Reichart E, Boerkmann P, Plenat F
Unité 14 de l'INSERM, Vandoeuvre-les-Nancy, France.
Eur Respir J. 1992 Jul;5(7):810-4.
Eight weeks after a single intravenous injection of trypsin, more than half of 26 treated rats showed pulmonary emphysema, as demonstrated by a significant increase of the mean linear intercept (MLI = 107 microns) in comparison with 11 controls (69 +/- 15 microns) (mean +/- SD). As observed 56 days after the injection, the intraperitoneal administration of trypsin (24 rats) also leads to lung emphysema (MLI = 101-106 microns), as does endotracheal instillation of elastase (13 rats), (MLI = 108 microns). The intraperitoneal administration of trypsin in animals constitutes a model close to human pathology with which lung alterations in acute pancreatitis may be studied. Having no elastolytic properties, trypsin cannot directly induce emphysema. The observation of a pulmonary leucostasis in eight rats sacrificed early after the trypsin injection suggested that leucocyte trapping and activation are important for the genesis of this trypsin-triggered emphysema.

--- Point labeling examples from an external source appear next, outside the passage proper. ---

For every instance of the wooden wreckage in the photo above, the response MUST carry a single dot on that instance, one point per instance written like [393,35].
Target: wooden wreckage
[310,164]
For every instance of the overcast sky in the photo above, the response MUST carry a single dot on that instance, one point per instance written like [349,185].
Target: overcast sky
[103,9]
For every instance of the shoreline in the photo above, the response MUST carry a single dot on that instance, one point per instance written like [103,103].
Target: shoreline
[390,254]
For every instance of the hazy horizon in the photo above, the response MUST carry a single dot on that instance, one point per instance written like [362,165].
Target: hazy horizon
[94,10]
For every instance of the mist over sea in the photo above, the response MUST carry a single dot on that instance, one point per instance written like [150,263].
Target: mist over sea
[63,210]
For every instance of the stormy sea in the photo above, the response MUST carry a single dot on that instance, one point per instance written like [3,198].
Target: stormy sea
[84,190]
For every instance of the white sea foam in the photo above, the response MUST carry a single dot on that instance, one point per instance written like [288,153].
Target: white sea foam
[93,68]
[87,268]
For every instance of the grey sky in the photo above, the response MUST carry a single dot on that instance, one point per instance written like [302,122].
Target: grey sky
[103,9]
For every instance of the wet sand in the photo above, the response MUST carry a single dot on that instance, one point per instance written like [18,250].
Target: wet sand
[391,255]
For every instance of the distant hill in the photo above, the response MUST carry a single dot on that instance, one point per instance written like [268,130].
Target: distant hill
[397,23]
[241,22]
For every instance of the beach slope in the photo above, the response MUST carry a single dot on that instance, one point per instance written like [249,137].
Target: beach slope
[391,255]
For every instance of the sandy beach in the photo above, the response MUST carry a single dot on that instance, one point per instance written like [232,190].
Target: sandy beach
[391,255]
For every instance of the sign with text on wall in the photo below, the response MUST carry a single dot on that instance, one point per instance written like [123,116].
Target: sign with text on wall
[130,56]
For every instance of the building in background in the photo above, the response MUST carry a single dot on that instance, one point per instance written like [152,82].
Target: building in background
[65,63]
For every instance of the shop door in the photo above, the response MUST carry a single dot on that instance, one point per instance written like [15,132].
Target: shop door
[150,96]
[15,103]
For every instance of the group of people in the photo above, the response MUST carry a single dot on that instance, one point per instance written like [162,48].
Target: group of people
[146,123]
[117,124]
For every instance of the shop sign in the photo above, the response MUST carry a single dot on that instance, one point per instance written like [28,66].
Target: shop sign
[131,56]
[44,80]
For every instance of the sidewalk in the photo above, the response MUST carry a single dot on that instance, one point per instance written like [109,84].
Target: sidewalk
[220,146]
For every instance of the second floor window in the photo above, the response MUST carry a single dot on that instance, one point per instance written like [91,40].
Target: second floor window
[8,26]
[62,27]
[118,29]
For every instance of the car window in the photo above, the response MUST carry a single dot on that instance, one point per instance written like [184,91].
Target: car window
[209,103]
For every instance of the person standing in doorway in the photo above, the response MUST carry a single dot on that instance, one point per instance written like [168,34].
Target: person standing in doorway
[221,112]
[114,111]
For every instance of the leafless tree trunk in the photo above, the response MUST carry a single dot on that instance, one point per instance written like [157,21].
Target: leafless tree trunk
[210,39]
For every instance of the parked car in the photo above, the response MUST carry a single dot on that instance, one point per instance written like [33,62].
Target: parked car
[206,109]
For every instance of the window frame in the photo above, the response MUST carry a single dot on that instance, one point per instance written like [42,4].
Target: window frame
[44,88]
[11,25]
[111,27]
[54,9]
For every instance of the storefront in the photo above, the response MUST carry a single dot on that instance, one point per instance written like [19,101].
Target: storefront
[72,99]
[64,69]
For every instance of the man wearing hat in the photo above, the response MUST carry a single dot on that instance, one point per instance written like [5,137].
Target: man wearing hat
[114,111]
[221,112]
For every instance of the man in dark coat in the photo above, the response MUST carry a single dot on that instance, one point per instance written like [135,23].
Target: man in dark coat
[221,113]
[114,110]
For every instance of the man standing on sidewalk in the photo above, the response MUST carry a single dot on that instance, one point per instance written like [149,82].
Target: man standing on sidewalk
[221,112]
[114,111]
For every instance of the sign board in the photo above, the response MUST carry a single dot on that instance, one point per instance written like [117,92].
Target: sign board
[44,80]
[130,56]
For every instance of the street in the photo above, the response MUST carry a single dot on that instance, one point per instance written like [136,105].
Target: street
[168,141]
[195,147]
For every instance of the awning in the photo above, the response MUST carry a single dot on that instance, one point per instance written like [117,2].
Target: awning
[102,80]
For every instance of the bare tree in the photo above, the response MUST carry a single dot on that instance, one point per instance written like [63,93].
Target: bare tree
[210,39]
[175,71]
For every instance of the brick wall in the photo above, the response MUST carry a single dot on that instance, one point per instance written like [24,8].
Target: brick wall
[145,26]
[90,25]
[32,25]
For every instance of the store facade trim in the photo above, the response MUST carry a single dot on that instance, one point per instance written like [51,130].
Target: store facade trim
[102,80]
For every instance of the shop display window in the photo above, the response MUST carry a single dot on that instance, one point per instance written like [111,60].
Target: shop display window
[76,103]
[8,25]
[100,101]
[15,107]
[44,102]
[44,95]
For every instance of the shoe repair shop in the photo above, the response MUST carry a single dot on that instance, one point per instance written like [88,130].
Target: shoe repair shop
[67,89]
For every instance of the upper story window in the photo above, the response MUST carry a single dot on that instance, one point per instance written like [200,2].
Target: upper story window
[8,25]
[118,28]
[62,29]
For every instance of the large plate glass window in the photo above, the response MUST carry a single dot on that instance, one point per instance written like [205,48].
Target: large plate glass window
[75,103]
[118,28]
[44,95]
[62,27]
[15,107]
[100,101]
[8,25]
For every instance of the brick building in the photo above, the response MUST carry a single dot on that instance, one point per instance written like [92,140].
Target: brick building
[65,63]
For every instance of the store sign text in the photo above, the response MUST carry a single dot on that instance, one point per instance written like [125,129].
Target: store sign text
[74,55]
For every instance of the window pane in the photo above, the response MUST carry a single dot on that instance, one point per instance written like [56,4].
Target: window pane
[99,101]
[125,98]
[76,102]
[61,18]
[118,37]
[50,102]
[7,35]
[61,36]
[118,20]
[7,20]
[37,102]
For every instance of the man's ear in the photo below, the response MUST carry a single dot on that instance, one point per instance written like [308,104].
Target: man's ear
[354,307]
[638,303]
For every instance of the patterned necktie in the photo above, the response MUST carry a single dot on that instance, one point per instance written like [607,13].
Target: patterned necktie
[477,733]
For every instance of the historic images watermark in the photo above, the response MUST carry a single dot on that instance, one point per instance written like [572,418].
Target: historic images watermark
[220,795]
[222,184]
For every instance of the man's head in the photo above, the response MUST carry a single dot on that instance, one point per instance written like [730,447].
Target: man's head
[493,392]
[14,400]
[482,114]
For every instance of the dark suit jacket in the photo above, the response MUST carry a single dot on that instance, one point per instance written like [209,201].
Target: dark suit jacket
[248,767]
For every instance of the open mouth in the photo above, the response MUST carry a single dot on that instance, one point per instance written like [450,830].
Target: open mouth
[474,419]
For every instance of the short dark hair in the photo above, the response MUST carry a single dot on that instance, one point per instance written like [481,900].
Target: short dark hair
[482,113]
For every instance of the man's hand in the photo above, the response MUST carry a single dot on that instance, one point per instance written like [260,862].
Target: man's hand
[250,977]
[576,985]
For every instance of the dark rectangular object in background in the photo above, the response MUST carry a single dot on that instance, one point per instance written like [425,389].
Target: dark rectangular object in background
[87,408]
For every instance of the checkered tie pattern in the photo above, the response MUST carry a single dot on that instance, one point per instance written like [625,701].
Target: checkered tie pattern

单次静脉注射胰蛋白酶八周后,26只接受治疗的大鼠中有超过一半出现肺气肿,平均线性截距(MLI = 107微米)显著增加,相比之下,11只对照大鼠的平均线性截距为(69 +/- 15微米)(平均值 +/- 标准差)。注射后56天观察发现,腹腔注射胰蛋白酶(24只大鼠)也会导致肺气肿(MLI = 101 - 106微米),气管内注入弹性蛋白酶(13只大鼠)同样如此(MLI = 108微米)。在动物中腹腔注射胰蛋白酶构成了一个与人类病理学相近的模型,借此可以研究急性胰腺炎时的肺部改变。胰蛋白酶不具有弹性蛋白分解特性,无法直接诱发肺气肿。对注射胰蛋白酶后早期处死的8只大鼠进行观察,发现肺部白细胞淤滞,这表明白细胞滞留和激活对这种由胰蛋白酶引发的肺气肿的发生发展至关重要。